Наталия Будур: Лев Толстой. Гамсун всегда восхищался Толстым и считал, что он один из великих писателей, наряду с Достоевским, но в письмах Гамсун писал, что Толстой все-таки очень реалистичен и идет в неправильную сторону. Очень интересная история произошла у Гамсуна с Достоевским. Гамсуна обвинили в плагиате Достоевского, когда он написал новеллу “Азарт”, и Гамсуну пришлось очень долго оправдываться, потому что новелла была написана в то время, когда “Игрок” Достоевского не был переведен на норвежский, еще не существовал перевод на английский, так что Гамсуну было неоткуда взять идею, кроме как из воздуха. Он взял эту идею, написал очень близкую по сюжету новеллу “Азарт”, и когда ее должны были опубликовать, Гамсун прочел в этот момент роман Достоевского, и тут же попросил отменить публикацию. Но это уже сделать было невозможно, газета вышла, разразился дикий скандал, и Гамсун всю жизнь оправдывался, причем оправдывался не в печати, он считал это ниже своего достоинства, а в письмах к своим переводчикам, в частности, к той же Марии Павловне Благовещенской. Он писал, что у них с Достоевским был общий опыт игры, Гамсун был тоже игроком, именно этот опыт он и использовал, и неожиданно он претворился в новеллу. Новелла позднее была переделана, и сейчас она существует на русском языке в переводе Бальмонта, называется “Отец и сын”.

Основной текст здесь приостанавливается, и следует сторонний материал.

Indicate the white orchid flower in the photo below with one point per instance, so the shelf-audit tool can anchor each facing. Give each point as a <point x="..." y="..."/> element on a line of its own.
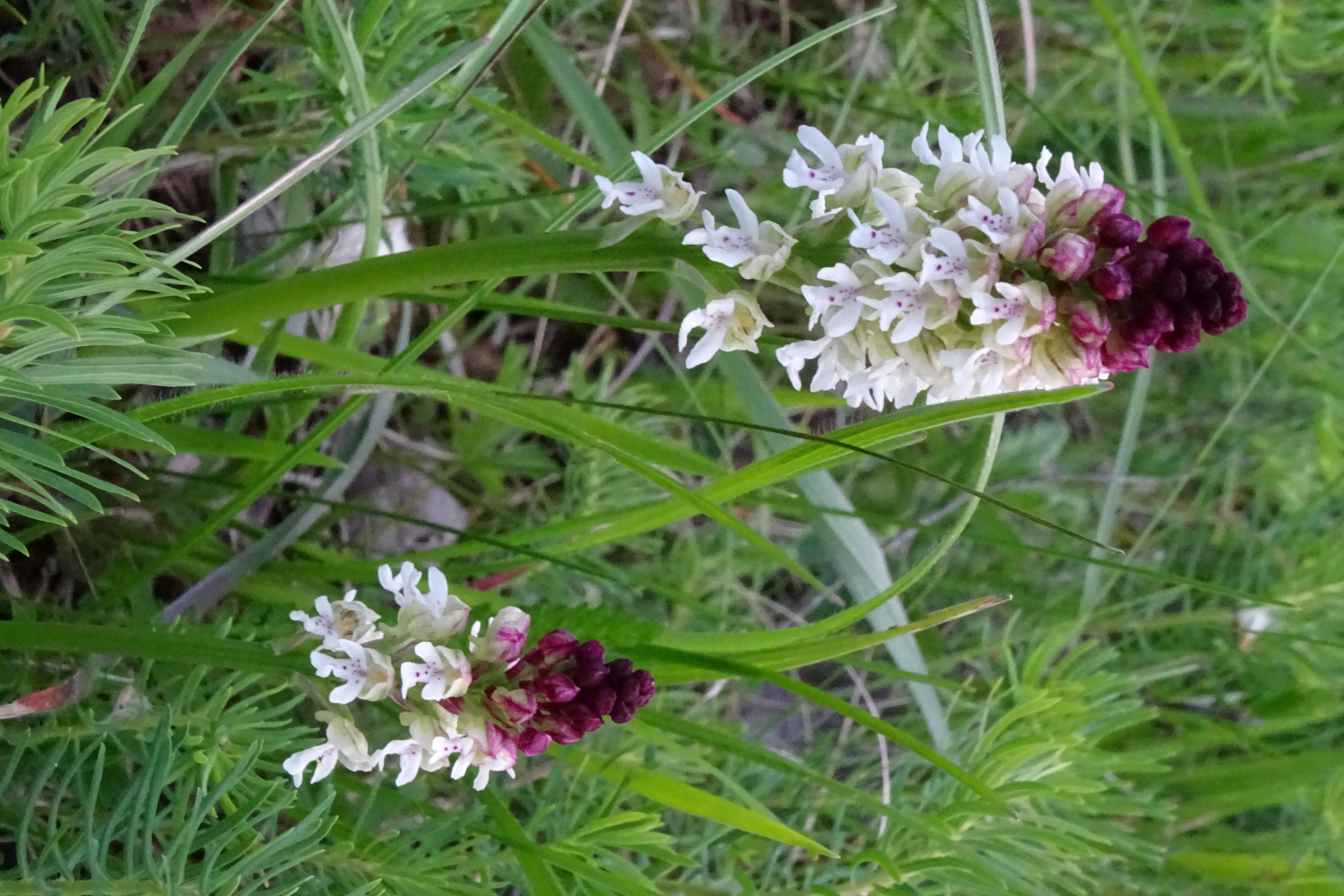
<point x="346" y="746"/>
<point x="916" y="305"/>
<point x="732" y="323"/>
<point x="663" y="193"/>
<point x="366" y="672"/>
<point x="847" y="172"/>
<point x="759" y="250"/>
<point x="842" y="304"/>
<point x="999" y="226"/>
<point x="445" y="672"/>
<point x="505" y="637"/>
<point x="897" y="244"/>
<point x="964" y="264"/>
<point x="346" y="619"/>
<point x="1026" y="310"/>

Дмитрий Волчек: Гамсун приезжал в Россию один раз, и опубликовал путевые заметки?

Наталия Будур: Он приезжал через Финляндию, потом приехал в Санкт-Петербург, в Москву, и дальше поехал на Кавказ. Удивительные заметки, потому что видно, насколько открытый человек, насколько он непосредственно реагирует на все, что происходит вокруг него. Он с таким восторгом описывает Кремль, в котором он побывал, ресторан, в который он зашел и где ему дали щи. Он ни слова не понимает по-русски, но, тем не менее, умудряется объясняться с людьми, с которыми он встречается на улице, и получает от этого чисто детское удовольствие. И читать даже сейчас, через много лет, это очень интересно. И еще очень интересно, что через сто лет после его путешествия по его маршруту проехали два норвежских журналиста и тоже описали свое путешествие. «Путешествие в сказочную страну сто лет спустя» называется.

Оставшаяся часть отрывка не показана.